« Pourquoi ne rirait-on pas de la mort ? » La mort en face, quatrième opus du Dr Philippe Boxho, médecin légiste belge et auteur à succès, se hisse à la troisième meilleure vente de la catégorie essais au classement GFK/Livres Hebdo, cette première semaine d’octobre. Déjà 200 000 exemplaires vendus en six semaines. Et une édition en anglais est en cours de négociations, tandis que des traductions en 30 langues sont prévues.
La recette ? Un humour grinçant distillé dans une série d'histoires courtes « 15 pages maximum », percutantes et parfois très crues, toutes piochées dans son expérience du terrain.
À 59 ans, dont 33 ans d'exercice de cette spécialité dans la région de Liège, le Dr Boxho a manipulé des centaines de cadavres et mis au jour des cas d'homicide qui n'auraient sans doute jamais été découverts sans ses observations minutieuses. Ou des circonstances pour le moins surprenantes : comme le cas de cette sexagénaire égorgée par le pitbull de son fils en allant le nourrir, ce qu'elle faisait très rarement. Ou celui d'un fermier piégé dans l'étable par un taureau de 1,2 tonne qu'il ne voit pas surgir.
Il s'agit de « donner la parole au corps une dernière fois », explique-t-il, non sans nier « l'excitation à participer au début de l'enquête » quand un corps sans vie est découvert et qu'il enfile gants de vaisselle – « bien plus résistants » – et combinaison blanche pour l'examiner à la demande d'un magistrat.
Plaidoyer en faveur de la médecine légale
Le Dr Boxho n’avait pourtant pas commencé par l’écrit, mais par les récits oraux. Ce n’est qu’en 2021, après le succès que récoltent ses « trois enquêtes extraordinaires » sur la chaîne RTBF (plus de 9,7 millions de vues), qu’il commence à coucher sur le papier des histoires qu'il réservait jusqu'alors à ses étudiants de la faculté de médecine.
Résultat : un carton en librairie, avec quelque 740 000 exemplaires vendus pour ses trois premiers livres. « C'est du jamais vu pour de la non-fiction », assure une porte-parole de Kennes, une PME wallonne de l'édition qui battait de l'aile avant de trouver son écrivain providentiel.
« Je respecte le cadavre que j'ai devant moi, je ne le connais pas (...), ce dont je ris c'est de la mort et de la manière de mourir, souligne le Dr Boxho. C'est un peu cynique, c'est ma façon d'être. Ceux à qui ça ne plaît pas ne sont pas obligés de me lire. »

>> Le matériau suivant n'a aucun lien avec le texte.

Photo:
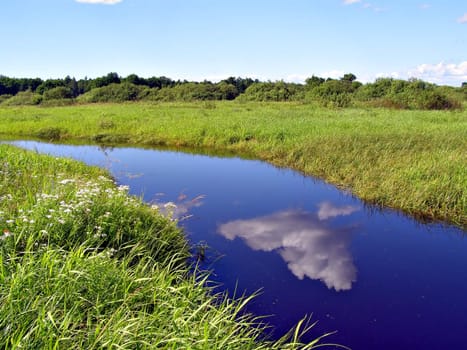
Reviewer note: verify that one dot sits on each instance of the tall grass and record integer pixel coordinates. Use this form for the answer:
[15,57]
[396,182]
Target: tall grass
[85,266]
[410,160]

Dans toutes ses histoires, parfois vieilles de plusieurs décennies, les identités ont été changées pour ne pas enfreindre le secret médical. Il y est souvent question de féminicide, parfois de parricide, comme dans ce cas : une nuit, une jeune femme vient surprendre son père alité pour lui tirer dessus au revolver, elle est déterminée et vide le chargeur, ne lui laissant aucune chance d'en réchapper. L'autopsie révélera qu'avant les coups de feu, « l'homme était déjà mort, d'une hémorragie cérébrale », explique le praticien. Par conséquent sa fille n'est pas condamnable. « Le droit pénal a besoin de certitudes », appuie le Dr Boxho.
Dans son propos se glisse un appel à soutenir la médecine légale pour une meilleure justice. « En 2020, nous étions 42 médecins légistes en Belgique. Aujourd'hui, on n'est plus que 24. Il est temps de faire quelque chose », lance-t-il.